Every year on the anniversary of their wedding, the happily married (or those who would like to appear so) have some sort of celebration to mark the occasion. But what about the happily divorced? Divorce is supposed to be a sad occasion, one that neither party involved really wants to remember, but the truth of the matter is that there are many, many people out there who are nothing short of thrilled to be divorced. If you are one of the many people for whom divorce represents freedom, why not celebrate your wonderful new life by throwing a "divorce-anniversary" party?
Decide on a date to mark the occasion. It can be the actual date that your divorce became final, but if you prefer to mark the day you first separated or the day you last saw your ex, then go ahead and party on that day instead. The wonderful thing about a divorce party is that it's all about you--no need for consensus, as who cares what your ex thinks?
Invite friends and family members to mark the occasion with you. If you like, you can send out invitations made by xeroxing the relevant part of your divorce decree--the part that declares your marriage dissolved.
Decorate for your divorce anniversary party with lots of pictures of you enjoying your wonderful new life. You can also include memorabilia to mark any new hobbies or interests you've taken up since your release from couplehood, or any old passions you've returned to.

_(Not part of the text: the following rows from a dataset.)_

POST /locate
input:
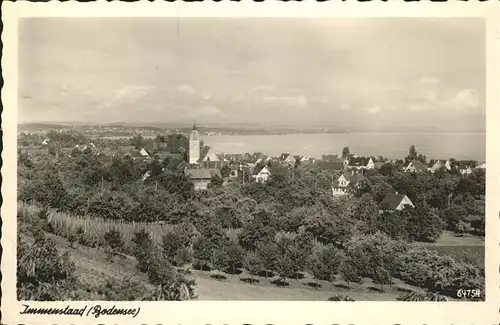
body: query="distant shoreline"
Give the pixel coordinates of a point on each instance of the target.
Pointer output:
(131, 130)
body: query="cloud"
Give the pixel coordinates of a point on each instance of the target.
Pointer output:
(185, 89)
(296, 101)
(465, 99)
(374, 109)
(345, 106)
(209, 110)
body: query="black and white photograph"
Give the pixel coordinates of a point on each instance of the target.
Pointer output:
(264, 159)
(260, 165)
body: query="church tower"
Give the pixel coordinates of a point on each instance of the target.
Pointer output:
(194, 145)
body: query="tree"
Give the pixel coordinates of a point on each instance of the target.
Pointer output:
(290, 259)
(227, 217)
(345, 152)
(43, 272)
(453, 215)
(174, 248)
(340, 298)
(114, 239)
(325, 264)
(219, 259)
(202, 252)
(463, 227)
(422, 224)
(215, 182)
(366, 210)
(261, 229)
(235, 255)
(392, 224)
(421, 296)
(225, 171)
(252, 263)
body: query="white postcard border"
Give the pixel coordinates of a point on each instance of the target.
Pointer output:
(240, 312)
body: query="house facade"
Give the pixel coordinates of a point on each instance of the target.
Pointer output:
(396, 202)
(201, 177)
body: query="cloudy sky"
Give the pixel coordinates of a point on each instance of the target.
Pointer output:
(338, 72)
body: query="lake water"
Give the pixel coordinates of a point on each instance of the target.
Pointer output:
(392, 145)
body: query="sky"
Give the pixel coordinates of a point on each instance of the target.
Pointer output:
(281, 71)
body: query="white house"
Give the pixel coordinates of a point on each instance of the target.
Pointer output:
(414, 166)
(396, 202)
(348, 182)
(440, 164)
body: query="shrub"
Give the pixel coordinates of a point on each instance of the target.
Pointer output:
(114, 239)
(325, 264)
(350, 271)
(439, 273)
(219, 259)
(174, 248)
(268, 254)
(235, 255)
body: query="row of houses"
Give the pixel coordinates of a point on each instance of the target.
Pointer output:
(465, 167)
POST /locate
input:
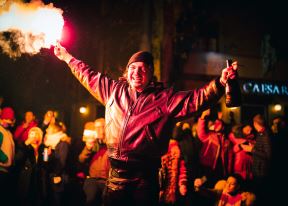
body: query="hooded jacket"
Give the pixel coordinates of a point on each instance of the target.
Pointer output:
(138, 127)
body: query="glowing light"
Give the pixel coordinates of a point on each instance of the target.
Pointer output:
(83, 110)
(277, 107)
(31, 26)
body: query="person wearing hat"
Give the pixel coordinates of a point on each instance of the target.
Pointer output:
(96, 155)
(140, 114)
(7, 148)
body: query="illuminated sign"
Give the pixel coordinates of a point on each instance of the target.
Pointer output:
(264, 88)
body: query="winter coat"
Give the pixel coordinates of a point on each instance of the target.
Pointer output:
(139, 126)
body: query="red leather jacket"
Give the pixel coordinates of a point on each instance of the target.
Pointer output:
(138, 128)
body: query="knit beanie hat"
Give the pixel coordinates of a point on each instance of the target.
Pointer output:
(7, 113)
(142, 56)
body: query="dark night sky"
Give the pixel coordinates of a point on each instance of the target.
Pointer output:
(42, 81)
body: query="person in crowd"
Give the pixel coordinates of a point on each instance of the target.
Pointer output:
(21, 132)
(57, 144)
(173, 176)
(31, 181)
(95, 153)
(7, 119)
(140, 114)
(216, 155)
(226, 192)
(243, 159)
(261, 157)
(279, 141)
(49, 118)
(190, 148)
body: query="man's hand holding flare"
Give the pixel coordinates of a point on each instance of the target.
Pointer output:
(230, 72)
(62, 53)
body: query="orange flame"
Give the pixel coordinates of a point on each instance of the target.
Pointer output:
(28, 27)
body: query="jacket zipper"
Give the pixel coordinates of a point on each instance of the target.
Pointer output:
(130, 110)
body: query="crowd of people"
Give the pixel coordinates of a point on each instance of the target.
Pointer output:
(142, 152)
(219, 164)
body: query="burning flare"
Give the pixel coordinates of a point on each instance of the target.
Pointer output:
(28, 27)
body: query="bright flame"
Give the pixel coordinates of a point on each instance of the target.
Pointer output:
(277, 107)
(83, 110)
(28, 27)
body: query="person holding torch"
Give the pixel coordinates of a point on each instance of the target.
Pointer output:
(140, 114)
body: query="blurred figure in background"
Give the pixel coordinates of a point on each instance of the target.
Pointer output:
(49, 118)
(190, 148)
(173, 176)
(243, 159)
(31, 180)
(226, 192)
(216, 155)
(21, 132)
(7, 148)
(95, 154)
(57, 144)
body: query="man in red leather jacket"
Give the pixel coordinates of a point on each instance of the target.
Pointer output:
(140, 115)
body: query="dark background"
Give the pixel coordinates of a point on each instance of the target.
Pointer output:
(105, 33)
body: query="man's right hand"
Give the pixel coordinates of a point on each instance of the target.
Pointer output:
(205, 113)
(62, 53)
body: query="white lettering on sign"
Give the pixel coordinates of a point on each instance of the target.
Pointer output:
(264, 88)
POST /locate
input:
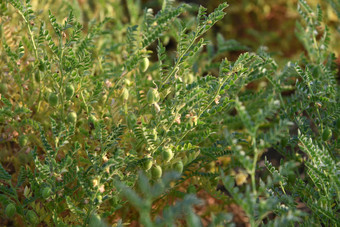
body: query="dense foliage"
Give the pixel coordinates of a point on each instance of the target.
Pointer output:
(106, 123)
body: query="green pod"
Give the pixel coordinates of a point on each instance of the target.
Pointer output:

Make a mixed tape of music that you like, particularly if it's music that your ex hated. You can also go with a theme, using classics like "I Will Survive," "D-I-V-O-R-C-E," and even "Goodbye Earl."
Play a few divorce-themed games like "Pin the Horns on the Ex" or "Queen/King for a Day." This last-named game involves swapping stories about rotten exes (whether or not they were actual marital partners), and whoever wins gets to wear a rhinestone tiara--or, for men, some other manly hat of choice like a ball cap with a snarky slogan about an ex-wife.
Break out the champagne--it's not just for toasting couples and should be reclaimed as the official beverage of celebrating singles as well. If you do not care for it, feel free to serve beer, wine, margaritas or anything else you and your friends like, particularly if it wasn't a favorite with your ex.
Serve lots of unhealthy fried foods and chocolate desserts or shrimp cocktail and caviar. Whatever speaks of self-indulgence to you, that is what you should have at your party. Celebrate your freedom to eat what you like, without having to impress, placate or accommodate anyone else.
Feel free to invite your married friends (although just one half of each couple) Many of them have already been divorced, and 50% of the rest of them will be divorced later. If you do not want a large party, you can just go out to dinner or a show with one friend, or even solo--take back your power to do what you want, when you want to without having to have another person agree to do it with you.
Stick to one gender of guests, or at least to people who date/break up with members of one gender (i.e. it's OK to mix straight women and gay men, but straight men might feel uncomfortable at a straight woman's breakup party and vice-versa).